Iglesias chinas aumentan reuniones tras coronavirus

Las reuniones virtuales han reunido a los cristianos en China, especialmente a los ancianos.

– Las fronteras cerradas, las empresas que ajustan las formas de
funcionamiento, la caída de las bolsas de valores, los ciudadanos en el hogar y las iglesias vacías son algunas de las realidades de los países donde el coronavirus llegó con toda su fuerza.

Pero, ¿es posible extraer lecciones o algo positivo de todo esto? El pastor Huang Lei ha ejercido el desafío de percibir la acción de Dios a través del cambio. La iglesia que dirige está en Wuhan, una ciudad china que fue el epicentro del brote.

Los cristianos locales se vieron obligados a reunirse solo a través de Internet. Casi los 50 grupos de discipulado continúan operando en línea. Pero las reuniones que eran semanales ahora son diarias.

“Estamos muy agradecidos por eso. Y escuchamos que nuestras personas mayores y discapacitadas están agradecidas con el Señor y están muy alentadas por esta oportunidad para reuniones en línea. Antes de eso, se sentían alienados, quedándose solos en casa, como si estuvieran abandonados. Ahora aprecian la conexión entre hermanos más que nunca”,
testifica.

Es hora de crecer en las relaciones

Los diáconos y otros líderes de la iglesia estaban ocupados con el trabajo e incluso actividades consideradas esenciales para el crecimiento de los hermanos, por lo que se reunían una vez al mes.

Pero la situación actual requiere que estén en contacto, incluso si son virtuales, dos veces por semana.

“Creo que esto nos está acercando más que nunca. Oramos, compartimos información y tomamos decisiones juntos.
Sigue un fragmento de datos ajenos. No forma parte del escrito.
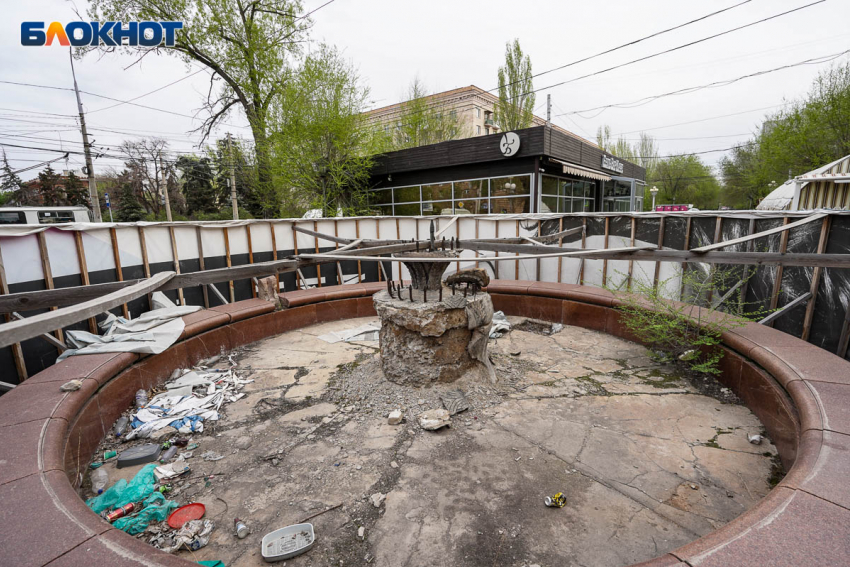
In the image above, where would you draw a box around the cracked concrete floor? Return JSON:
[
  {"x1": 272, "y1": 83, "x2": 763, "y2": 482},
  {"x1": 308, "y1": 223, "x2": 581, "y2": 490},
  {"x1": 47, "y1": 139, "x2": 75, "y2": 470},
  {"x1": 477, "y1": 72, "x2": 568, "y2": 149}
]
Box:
[{"x1": 152, "y1": 318, "x2": 776, "y2": 567}]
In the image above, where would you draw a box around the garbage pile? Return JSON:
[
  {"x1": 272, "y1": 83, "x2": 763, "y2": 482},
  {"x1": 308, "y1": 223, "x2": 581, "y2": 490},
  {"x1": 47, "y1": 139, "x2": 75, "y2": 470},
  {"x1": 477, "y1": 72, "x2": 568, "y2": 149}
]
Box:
[
  {"x1": 86, "y1": 352, "x2": 253, "y2": 553},
  {"x1": 124, "y1": 357, "x2": 253, "y2": 440}
]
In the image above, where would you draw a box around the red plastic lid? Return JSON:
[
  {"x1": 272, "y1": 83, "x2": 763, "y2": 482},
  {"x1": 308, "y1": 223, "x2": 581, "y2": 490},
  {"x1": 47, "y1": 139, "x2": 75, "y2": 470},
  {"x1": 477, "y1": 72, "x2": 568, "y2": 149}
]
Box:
[{"x1": 168, "y1": 502, "x2": 207, "y2": 529}]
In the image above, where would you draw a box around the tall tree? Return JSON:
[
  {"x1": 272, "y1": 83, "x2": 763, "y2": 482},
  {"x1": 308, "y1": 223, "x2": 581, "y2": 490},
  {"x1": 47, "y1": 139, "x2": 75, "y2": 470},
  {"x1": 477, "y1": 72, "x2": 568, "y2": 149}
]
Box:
[
  {"x1": 38, "y1": 165, "x2": 63, "y2": 207},
  {"x1": 495, "y1": 39, "x2": 537, "y2": 131},
  {"x1": 0, "y1": 150, "x2": 25, "y2": 205},
  {"x1": 652, "y1": 154, "x2": 720, "y2": 209},
  {"x1": 274, "y1": 45, "x2": 376, "y2": 216},
  {"x1": 115, "y1": 180, "x2": 145, "y2": 222},
  {"x1": 176, "y1": 156, "x2": 219, "y2": 215},
  {"x1": 720, "y1": 63, "x2": 850, "y2": 207},
  {"x1": 377, "y1": 77, "x2": 467, "y2": 150},
  {"x1": 84, "y1": 0, "x2": 310, "y2": 216},
  {"x1": 65, "y1": 171, "x2": 90, "y2": 211},
  {"x1": 121, "y1": 138, "x2": 174, "y2": 216}
]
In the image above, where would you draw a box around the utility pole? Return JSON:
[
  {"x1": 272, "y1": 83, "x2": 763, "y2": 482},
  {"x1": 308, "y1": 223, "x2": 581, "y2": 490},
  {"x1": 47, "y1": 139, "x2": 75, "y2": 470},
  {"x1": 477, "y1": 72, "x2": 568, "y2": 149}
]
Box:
[
  {"x1": 159, "y1": 151, "x2": 171, "y2": 222},
  {"x1": 227, "y1": 132, "x2": 239, "y2": 220},
  {"x1": 68, "y1": 49, "x2": 103, "y2": 222}
]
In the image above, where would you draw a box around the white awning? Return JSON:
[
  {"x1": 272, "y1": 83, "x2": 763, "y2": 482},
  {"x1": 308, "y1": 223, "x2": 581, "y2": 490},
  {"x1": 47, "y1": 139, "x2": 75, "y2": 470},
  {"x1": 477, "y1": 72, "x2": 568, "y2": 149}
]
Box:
[{"x1": 549, "y1": 158, "x2": 611, "y2": 181}]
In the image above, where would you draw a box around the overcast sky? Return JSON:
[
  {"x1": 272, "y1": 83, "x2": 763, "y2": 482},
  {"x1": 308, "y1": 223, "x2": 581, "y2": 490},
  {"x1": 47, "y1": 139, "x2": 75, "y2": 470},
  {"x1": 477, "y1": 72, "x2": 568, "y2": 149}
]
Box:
[{"x1": 0, "y1": 0, "x2": 850, "y2": 179}]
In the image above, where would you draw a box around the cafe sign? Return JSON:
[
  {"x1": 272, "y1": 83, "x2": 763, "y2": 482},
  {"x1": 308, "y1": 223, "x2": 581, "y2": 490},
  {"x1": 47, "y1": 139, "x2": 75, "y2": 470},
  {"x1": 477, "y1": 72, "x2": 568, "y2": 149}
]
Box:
[{"x1": 602, "y1": 156, "x2": 623, "y2": 173}]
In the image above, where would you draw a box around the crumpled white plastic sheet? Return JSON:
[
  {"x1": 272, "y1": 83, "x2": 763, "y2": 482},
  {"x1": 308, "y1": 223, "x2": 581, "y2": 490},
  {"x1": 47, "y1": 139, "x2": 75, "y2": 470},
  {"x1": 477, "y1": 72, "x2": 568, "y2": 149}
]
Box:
[
  {"x1": 57, "y1": 291, "x2": 201, "y2": 362},
  {"x1": 490, "y1": 311, "x2": 511, "y2": 339},
  {"x1": 125, "y1": 368, "x2": 253, "y2": 440},
  {"x1": 319, "y1": 323, "x2": 381, "y2": 344}
]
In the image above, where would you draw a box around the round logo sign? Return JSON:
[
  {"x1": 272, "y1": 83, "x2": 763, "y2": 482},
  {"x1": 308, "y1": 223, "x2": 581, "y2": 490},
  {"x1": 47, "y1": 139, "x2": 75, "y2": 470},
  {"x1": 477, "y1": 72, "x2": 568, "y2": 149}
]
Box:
[{"x1": 499, "y1": 132, "x2": 519, "y2": 157}]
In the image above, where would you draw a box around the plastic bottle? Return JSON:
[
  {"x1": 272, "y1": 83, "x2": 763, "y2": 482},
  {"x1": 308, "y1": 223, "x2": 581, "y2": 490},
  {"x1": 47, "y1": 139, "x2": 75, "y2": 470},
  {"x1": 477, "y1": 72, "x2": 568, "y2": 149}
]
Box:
[
  {"x1": 112, "y1": 415, "x2": 130, "y2": 437},
  {"x1": 159, "y1": 445, "x2": 178, "y2": 464},
  {"x1": 91, "y1": 467, "x2": 109, "y2": 494}
]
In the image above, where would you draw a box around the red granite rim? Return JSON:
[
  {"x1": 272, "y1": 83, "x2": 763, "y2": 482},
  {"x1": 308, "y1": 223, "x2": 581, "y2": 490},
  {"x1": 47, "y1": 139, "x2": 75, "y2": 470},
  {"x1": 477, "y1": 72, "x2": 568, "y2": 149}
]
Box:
[{"x1": 0, "y1": 280, "x2": 850, "y2": 567}]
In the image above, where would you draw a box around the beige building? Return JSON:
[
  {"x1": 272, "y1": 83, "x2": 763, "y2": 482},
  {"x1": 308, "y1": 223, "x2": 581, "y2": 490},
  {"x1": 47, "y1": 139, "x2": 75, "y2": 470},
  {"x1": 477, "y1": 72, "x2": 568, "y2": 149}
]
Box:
[{"x1": 366, "y1": 85, "x2": 596, "y2": 146}]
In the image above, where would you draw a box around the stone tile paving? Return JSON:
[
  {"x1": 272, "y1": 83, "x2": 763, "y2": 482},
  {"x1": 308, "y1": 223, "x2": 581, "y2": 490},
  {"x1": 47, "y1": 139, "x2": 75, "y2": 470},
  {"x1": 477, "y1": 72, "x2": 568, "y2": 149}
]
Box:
[{"x1": 86, "y1": 318, "x2": 776, "y2": 567}]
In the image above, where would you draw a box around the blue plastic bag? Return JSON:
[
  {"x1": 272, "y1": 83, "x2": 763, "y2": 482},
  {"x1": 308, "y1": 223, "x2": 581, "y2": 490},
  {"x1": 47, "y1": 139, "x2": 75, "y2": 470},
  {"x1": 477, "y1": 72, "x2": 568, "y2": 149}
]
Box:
[{"x1": 86, "y1": 464, "x2": 156, "y2": 514}]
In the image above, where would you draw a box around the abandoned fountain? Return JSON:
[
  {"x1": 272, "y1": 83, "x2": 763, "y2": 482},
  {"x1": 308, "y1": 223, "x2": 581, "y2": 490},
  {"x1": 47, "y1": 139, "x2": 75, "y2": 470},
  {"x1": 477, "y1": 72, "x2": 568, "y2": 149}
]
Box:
[{"x1": 373, "y1": 233, "x2": 495, "y2": 386}]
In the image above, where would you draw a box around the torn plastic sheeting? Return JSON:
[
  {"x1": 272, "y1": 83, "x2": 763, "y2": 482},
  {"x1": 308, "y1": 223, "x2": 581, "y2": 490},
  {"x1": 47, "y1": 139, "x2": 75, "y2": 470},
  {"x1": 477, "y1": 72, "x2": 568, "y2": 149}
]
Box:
[
  {"x1": 490, "y1": 311, "x2": 511, "y2": 339},
  {"x1": 57, "y1": 291, "x2": 201, "y2": 362},
  {"x1": 86, "y1": 464, "x2": 156, "y2": 514},
  {"x1": 319, "y1": 323, "x2": 381, "y2": 344},
  {"x1": 112, "y1": 492, "x2": 177, "y2": 535}
]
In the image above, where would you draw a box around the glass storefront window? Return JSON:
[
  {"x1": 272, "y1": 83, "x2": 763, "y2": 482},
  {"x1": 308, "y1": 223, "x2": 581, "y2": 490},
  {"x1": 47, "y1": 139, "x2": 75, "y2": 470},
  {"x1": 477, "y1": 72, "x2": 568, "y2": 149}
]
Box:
[
  {"x1": 369, "y1": 189, "x2": 393, "y2": 205},
  {"x1": 393, "y1": 185, "x2": 421, "y2": 203},
  {"x1": 490, "y1": 175, "x2": 531, "y2": 197},
  {"x1": 395, "y1": 203, "x2": 420, "y2": 217},
  {"x1": 422, "y1": 183, "x2": 452, "y2": 202},
  {"x1": 454, "y1": 179, "x2": 490, "y2": 201},
  {"x1": 454, "y1": 199, "x2": 490, "y2": 215}
]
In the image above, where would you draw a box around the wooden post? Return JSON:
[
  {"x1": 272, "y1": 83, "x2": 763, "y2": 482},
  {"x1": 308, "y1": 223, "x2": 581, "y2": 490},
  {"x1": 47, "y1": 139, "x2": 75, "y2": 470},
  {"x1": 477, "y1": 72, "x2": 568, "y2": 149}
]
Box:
[
  {"x1": 245, "y1": 224, "x2": 257, "y2": 299},
  {"x1": 626, "y1": 216, "x2": 637, "y2": 291},
  {"x1": 290, "y1": 221, "x2": 307, "y2": 290},
  {"x1": 493, "y1": 219, "x2": 499, "y2": 279},
  {"x1": 738, "y1": 219, "x2": 756, "y2": 313},
  {"x1": 195, "y1": 226, "x2": 210, "y2": 309},
  {"x1": 470, "y1": 218, "x2": 481, "y2": 268},
  {"x1": 768, "y1": 217, "x2": 791, "y2": 327},
  {"x1": 224, "y1": 227, "x2": 236, "y2": 303},
  {"x1": 0, "y1": 254, "x2": 29, "y2": 384},
  {"x1": 168, "y1": 226, "x2": 186, "y2": 305},
  {"x1": 268, "y1": 222, "x2": 280, "y2": 293},
  {"x1": 652, "y1": 217, "x2": 667, "y2": 291},
  {"x1": 552, "y1": 217, "x2": 564, "y2": 283},
  {"x1": 706, "y1": 215, "x2": 723, "y2": 305},
  {"x1": 576, "y1": 217, "x2": 587, "y2": 285},
  {"x1": 602, "y1": 217, "x2": 611, "y2": 287},
  {"x1": 375, "y1": 219, "x2": 384, "y2": 281},
  {"x1": 38, "y1": 231, "x2": 65, "y2": 348},
  {"x1": 109, "y1": 228, "x2": 130, "y2": 319},
  {"x1": 679, "y1": 217, "x2": 691, "y2": 301},
  {"x1": 514, "y1": 221, "x2": 520, "y2": 281},
  {"x1": 136, "y1": 226, "x2": 153, "y2": 309},
  {"x1": 354, "y1": 219, "x2": 362, "y2": 283},
  {"x1": 313, "y1": 221, "x2": 322, "y2": 287},
  {"x1": 800, "y1": 217, "x2": 832, "y2": 341},
  {"x1": 334, "y1": 219, "x2": 342, "y2": 285},
  {"x1": 74, "y1": 230, "x2": 97, "y2": 335}
]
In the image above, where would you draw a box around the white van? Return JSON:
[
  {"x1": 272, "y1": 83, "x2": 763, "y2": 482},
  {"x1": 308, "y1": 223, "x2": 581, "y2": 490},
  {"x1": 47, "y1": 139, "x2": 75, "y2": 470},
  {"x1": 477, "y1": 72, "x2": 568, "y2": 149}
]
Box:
[{"x1": 0, "y1": 207, "x2": 92, "y2": 225}]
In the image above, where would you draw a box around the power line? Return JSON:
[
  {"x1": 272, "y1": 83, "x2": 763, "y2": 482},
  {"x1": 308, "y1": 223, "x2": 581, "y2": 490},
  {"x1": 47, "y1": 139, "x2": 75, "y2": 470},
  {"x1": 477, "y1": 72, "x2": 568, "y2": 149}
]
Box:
[
  {"x1": 496, "y1": 0, "x2": 751, "y2": 92},
  {"x1": 566, "y1": 49, "x2": 850, "y2": 120},
  {"x1": 86, "y1": 69, "x2": 206, "y2": 114},
  {"x1": 519, "y1": 0, "x2": 826, "y2": 96},
  {"x1": 617, "y1": 102, "x2": 788, "y2": 136}
]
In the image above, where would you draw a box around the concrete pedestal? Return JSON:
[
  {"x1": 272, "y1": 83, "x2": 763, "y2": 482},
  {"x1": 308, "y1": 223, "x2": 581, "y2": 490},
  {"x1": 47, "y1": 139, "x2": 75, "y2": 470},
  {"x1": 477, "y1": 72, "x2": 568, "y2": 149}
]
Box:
[{"x1": 373, "y1": 287, "x2": 493, "y2": 385}]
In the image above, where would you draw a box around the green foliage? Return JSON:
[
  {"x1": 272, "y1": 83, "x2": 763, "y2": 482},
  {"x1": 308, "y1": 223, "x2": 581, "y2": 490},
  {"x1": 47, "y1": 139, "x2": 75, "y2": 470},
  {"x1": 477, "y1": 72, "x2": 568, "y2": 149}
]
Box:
[
  {"x1": 720, "y1": 63, "x2": 850, "y2": 208},
  {"x1": 64, "y1": 171, "x2": 90, "y2": 211},
  {"x1": 494, "y1": 39, "x2": 537, "y2": 132},
  {"x1": 375, "y1": 78, "x2": 469, "y2": 151},
  {"x1": 85, "y1": 0, "x2": 311, "y2": 214},
  {"x1": 0, "y1": 150, "x2": 24, "y2": 205},
  {"x1": 609, "y1": 267, "x2": 764, "y2": 374},
  {"x1": 176, "y1": 155, "x2": 218, "y2": 215},
  {"x1": 647, "y1": 155, "x2": 721, "y2": 209},
  {"x1": 272, "y1": 45, "x2": 376, "y2": 217},
  {"x1": 38, "y1": 165, "x2": 63, "y2": 207},
  {"x1": 115, "y1": 181, "x2": 145, "y2": 222}
]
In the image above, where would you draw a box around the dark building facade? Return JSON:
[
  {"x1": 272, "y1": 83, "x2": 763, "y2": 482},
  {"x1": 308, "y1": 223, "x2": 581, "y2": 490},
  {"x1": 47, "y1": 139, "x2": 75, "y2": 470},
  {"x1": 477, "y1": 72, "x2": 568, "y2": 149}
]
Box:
[{"x1": 369, "y1": 126, "x2": 646, "y2": 216}]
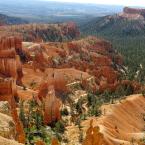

El virus no puede detenernos”, revela el pastor Huang.

En la ciudad, los pastores se reúnen dos veces por semana para orar y compartir información de las iglesias que cuidan. Este contacto les hizo querer conectarse con todos los líderes de las iglesias chinas.

A pesar del enfoque virtual y emocional, el asesoramiento personal está más afectado.

La forma que se encuentran para resolver el problema es capacitar a diáconos y líderes de grupos grandes.

Más ministración

“Hoy en día, tiendo a exhortar y ministrar a los diáconos cada dos días, hablando con todos ellos a través de llamadas telefónicas y videos, para conocer su situación y alentarlos.

Hago lo mismo con el liderazgo de los grupos”, explica. De esta manera, incluso los cristianos más jóvenes reciben apoyo y pastoreo.

Todos los días hay nuevas predicaciones en las redes sociales y en el sitio web de la iglesia.

“Es como tener un servicio dominical todos los días, además de predicar”.
“Los hermanos están muy animados por esto. Ahora estamos predicando con un tema.

Dependiendo de la situación de la iglesia, las necesidades de los hermanos y la situación de la epidemia”, dice.

“Se anima a los diáconos a hacer sus propios videos de aliento espiritual y emocional para los hermanos. Por lo tanto, el brote de coronavirus no redujo los momentos de comunión, incluso aumentó los períodos en los que están en contacto para fortalecerse mutuamente”.